-
witaj Agape!
po pierwsze, jestem tu:
http://forum.dieta.pl/forum/viewtopic.php?t=52917
a po drugie, trzecie i następne:
mamie spróbuj wytłumaczyć, albo wybierz coś z obiadu np. samo miesko, albo surówkę,
a jak nie dasz rady, to trzymaj się planu! :wink:
i pewnie nie folguj sobie, a najlepsze zajęcie, zeby zapomniec o jedzeniu to to forum :D
i jeszcze słówko do freda75: ja też mam słodczolubnego męża, koszmar!
probuje, mu przetłumaczyć, że sie odchudzam i niech mi to sprzed oczu zabierze a najlepiej z domu, a gdzie tam! normalnie koniec miłości i rozwód! :wink:
-
Dziękuję za odwiedzinki
Witam wszystkich!!!
Dzięki dziewczynki (jeżeli moge tak do Was mówić), że odwiedzacie mnie tutaj, podtrzymujecie na duchu i wspieracie. Ja niestety nie mam za dużo czasu, żeby do każdej z osobna wpaść, więc musicie mi to wybaczyć.

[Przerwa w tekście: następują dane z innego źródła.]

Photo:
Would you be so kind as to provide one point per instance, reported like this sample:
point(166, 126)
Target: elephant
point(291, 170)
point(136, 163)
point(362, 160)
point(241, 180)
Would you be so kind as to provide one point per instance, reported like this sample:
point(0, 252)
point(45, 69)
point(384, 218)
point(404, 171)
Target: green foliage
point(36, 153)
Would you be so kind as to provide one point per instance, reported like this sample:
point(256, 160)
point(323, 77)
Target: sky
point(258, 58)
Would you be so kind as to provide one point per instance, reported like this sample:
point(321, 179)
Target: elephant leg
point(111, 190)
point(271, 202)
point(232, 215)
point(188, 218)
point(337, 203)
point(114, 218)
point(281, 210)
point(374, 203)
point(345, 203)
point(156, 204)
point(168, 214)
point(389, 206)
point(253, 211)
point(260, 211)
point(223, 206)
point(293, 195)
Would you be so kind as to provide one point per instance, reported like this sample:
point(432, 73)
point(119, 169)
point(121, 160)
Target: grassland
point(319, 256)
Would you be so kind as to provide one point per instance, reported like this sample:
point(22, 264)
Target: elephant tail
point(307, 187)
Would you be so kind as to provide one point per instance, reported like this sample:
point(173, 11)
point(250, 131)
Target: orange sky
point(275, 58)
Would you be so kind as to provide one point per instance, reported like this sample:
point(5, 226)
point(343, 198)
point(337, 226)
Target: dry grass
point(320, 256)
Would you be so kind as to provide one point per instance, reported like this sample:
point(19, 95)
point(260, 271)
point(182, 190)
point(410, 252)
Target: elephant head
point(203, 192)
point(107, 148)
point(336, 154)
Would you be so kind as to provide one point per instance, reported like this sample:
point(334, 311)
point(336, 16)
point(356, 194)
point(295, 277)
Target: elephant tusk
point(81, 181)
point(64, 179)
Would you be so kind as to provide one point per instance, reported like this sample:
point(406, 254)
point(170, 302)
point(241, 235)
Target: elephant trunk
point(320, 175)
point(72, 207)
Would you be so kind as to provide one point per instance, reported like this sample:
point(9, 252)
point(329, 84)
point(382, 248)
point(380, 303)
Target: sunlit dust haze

Mam takie pytanko: jeżeli jestem na tysiączku i np. w ciągu dnia nie zjemy tych tysiaca kalorii, tylko mniej (bo jak wracam z pracy po 22-giej to nie chcę juz jeść) to czy ja dobrze robię czy źle? Pewnie na dłuższą metę to źle, co? Poinformowanych prosze o radę i odpowiedź.
Dziś mija równe 2 tygodnie jak stosuję swoją dietę, ale powiem Wam szczerze, że nie wiem czy schudłam i ile. Tzn. wiem, że schudłam troszkę, bo widzę po spodniach, ale kilogramy tak za bardzo mnie nie interesują. Dla mnie bardziej liczą się centymetry (zwłaszcza w talii), bo one są tak mi sie wydaje wiarygodniejsze.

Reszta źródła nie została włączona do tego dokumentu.